The Russian aristocracy had power over serfs in the eighteenth century, but was itself (along with everyone else) subject to the unrestricted absolutism of the czars.
Thank you.

Women's suffrage appears at a very late date. Almost nowhere at all prior to the twentieth century. Without looking up the information, I can think of two places where women could vote then. Wyoming Territory and the Isle of Man.
Fair enough - and I'm not going to chase for a third obscure example. But on the other hand, you also included non-citizen residents, and they're still universally excluded from the democratic process. The EU mandates, IIRC, that EU residents may vote in local elections after X years of residence, but that's where the buck stops.
 
Thank you.
Fair enough - and I'm not going to chase for a third obscure example.
On reflection, I can give you one. See http://en.m.wikipedia.org/wiki/Y_Wladfa
Initially the settlers were largely self-governing, with all men and women of 18 years of age or over having the right to vote.
I think this is the first anywhere. Honour to the Welsh.
But on the other hand, you also included non-citizen residents, and they're still universally excluded from the democratic process. The EU mandates, IIRC, that EU residents may vote in local elections after X years of residence, but that's where the buck stops.
In ancient Athens, people with foreign born parents, even if themselves born in Athens, were increasingly excluded from democratic rights.
Originally, a male would be a citizen if his father was a citizen, Under Pericles, in 450 BC, restrictions were tightened so that a citizen had to be born to an Athenian father and an Athenian mother. So Metroxenoi, those with foreign mothers, were now to be excluded. Also, "at least by Demosthenes' time, mixed marriages were actually heavily penalised."
http://en.m.wikipedia.org/wiki/Athenian_democracy#Size_and_make-up_of_the_Athenian_population In addition, there were more slaves than citizens in Athens.
to vote one had to be an adult, male citizen, and the number of these "varied between 30,000 and 50,000 out of a total population of around 250,000 to 300,000."
It is interesting to note in this regard that
Poland's nobility were also more numerous than those of all other European countries, constituting some 10–12% of the total population of historic Polish–Lithuanian Commonwealth also some 10–12% among ethnic Poles on ethnic Polish lands (part of Commonwealth)
http://en.m.wikipedia.org/wiki/Szlachta

That is comparable, in England at the same time, not with the size of the nobility, which was very much smaller, but the number of Englishmen eligible to vote, as a proportion of all men. (In Scotland the electorate was much more restricted, even after the Union of 1707).

So, the size of the citizen population in Athens was comparable with the size of the largest enfranchised social groups in 18th century Europe.

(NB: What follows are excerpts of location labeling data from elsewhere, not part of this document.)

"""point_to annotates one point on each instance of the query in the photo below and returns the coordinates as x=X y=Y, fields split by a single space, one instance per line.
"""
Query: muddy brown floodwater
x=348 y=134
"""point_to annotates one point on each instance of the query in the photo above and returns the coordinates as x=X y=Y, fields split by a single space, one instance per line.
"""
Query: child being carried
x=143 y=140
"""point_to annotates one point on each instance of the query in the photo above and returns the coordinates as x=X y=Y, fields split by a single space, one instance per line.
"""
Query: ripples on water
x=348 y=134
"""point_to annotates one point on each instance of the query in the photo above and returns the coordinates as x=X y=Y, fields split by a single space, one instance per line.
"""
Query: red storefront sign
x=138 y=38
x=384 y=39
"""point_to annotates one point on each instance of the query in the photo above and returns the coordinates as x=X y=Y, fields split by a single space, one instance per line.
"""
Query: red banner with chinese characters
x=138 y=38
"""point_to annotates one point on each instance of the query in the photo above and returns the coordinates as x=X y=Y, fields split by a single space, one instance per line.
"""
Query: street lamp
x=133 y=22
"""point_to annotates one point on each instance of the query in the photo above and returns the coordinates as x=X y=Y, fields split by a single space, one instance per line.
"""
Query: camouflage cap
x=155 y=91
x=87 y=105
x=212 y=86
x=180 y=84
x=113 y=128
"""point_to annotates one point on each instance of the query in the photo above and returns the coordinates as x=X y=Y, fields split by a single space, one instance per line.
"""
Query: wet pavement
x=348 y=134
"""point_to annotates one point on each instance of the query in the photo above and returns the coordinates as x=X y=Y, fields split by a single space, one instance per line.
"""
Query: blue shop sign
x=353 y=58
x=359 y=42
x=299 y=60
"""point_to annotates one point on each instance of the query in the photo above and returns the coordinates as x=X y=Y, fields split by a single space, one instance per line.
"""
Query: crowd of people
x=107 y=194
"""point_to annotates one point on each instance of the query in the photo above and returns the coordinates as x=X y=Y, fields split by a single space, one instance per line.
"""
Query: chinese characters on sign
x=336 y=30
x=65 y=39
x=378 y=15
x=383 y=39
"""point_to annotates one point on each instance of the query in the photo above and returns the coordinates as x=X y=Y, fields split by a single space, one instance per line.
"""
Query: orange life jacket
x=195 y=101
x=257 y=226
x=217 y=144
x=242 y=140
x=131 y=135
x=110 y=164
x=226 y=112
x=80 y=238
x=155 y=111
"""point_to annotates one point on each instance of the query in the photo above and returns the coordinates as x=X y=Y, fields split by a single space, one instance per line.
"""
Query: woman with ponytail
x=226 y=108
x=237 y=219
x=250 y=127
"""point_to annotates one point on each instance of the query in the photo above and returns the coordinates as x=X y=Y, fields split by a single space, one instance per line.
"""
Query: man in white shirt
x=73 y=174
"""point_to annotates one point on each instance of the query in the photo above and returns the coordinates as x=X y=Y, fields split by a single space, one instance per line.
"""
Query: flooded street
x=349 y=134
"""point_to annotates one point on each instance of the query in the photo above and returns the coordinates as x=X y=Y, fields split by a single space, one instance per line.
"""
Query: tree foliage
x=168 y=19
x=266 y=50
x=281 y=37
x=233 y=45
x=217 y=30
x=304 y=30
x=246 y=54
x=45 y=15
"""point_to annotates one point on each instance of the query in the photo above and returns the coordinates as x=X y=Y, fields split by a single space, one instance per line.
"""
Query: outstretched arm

Is this the maximum it can in practice attain in pre-industrial society?
 
On reflection, I can give you one. See http://en.m.wikipedia.org/wiki/Y_Wladfa I think this is the first anywhere. Honour to the Welsh.
This colony was founded in 1865, that's 28 years before New Zealand had universal female suffrage. I'm not impressed. Wiki says that Sweden was first with female suffrage, in 1718, though they rescinded it in the same century (I bet the "tax paying" part equally applied to males, and so they were treated equally).

In ancient Athens, people with foreign born parents, even if themselves born in Athens, were increasingly excluded from democratic rights. http://en.m.wikipedia.org/wiki/Athenian_democracy#Size_and_make-up_of_the_Athenian_population In addition, there were more slaves than citizens in Athens.
I'm aware of the high percentage of slaves in ancient Athens. Ius Sanguinis is not something of the distant past. In Germany, for instance, until ten years ago the citizenship law was reformed, a "Volga German" whose great-great-*-grandfather had emigrated there around 1700, could more easily obtain citizenship than someone from Turkish descent whose grandfather had immigrated to Germany and had lived all their life in Germany.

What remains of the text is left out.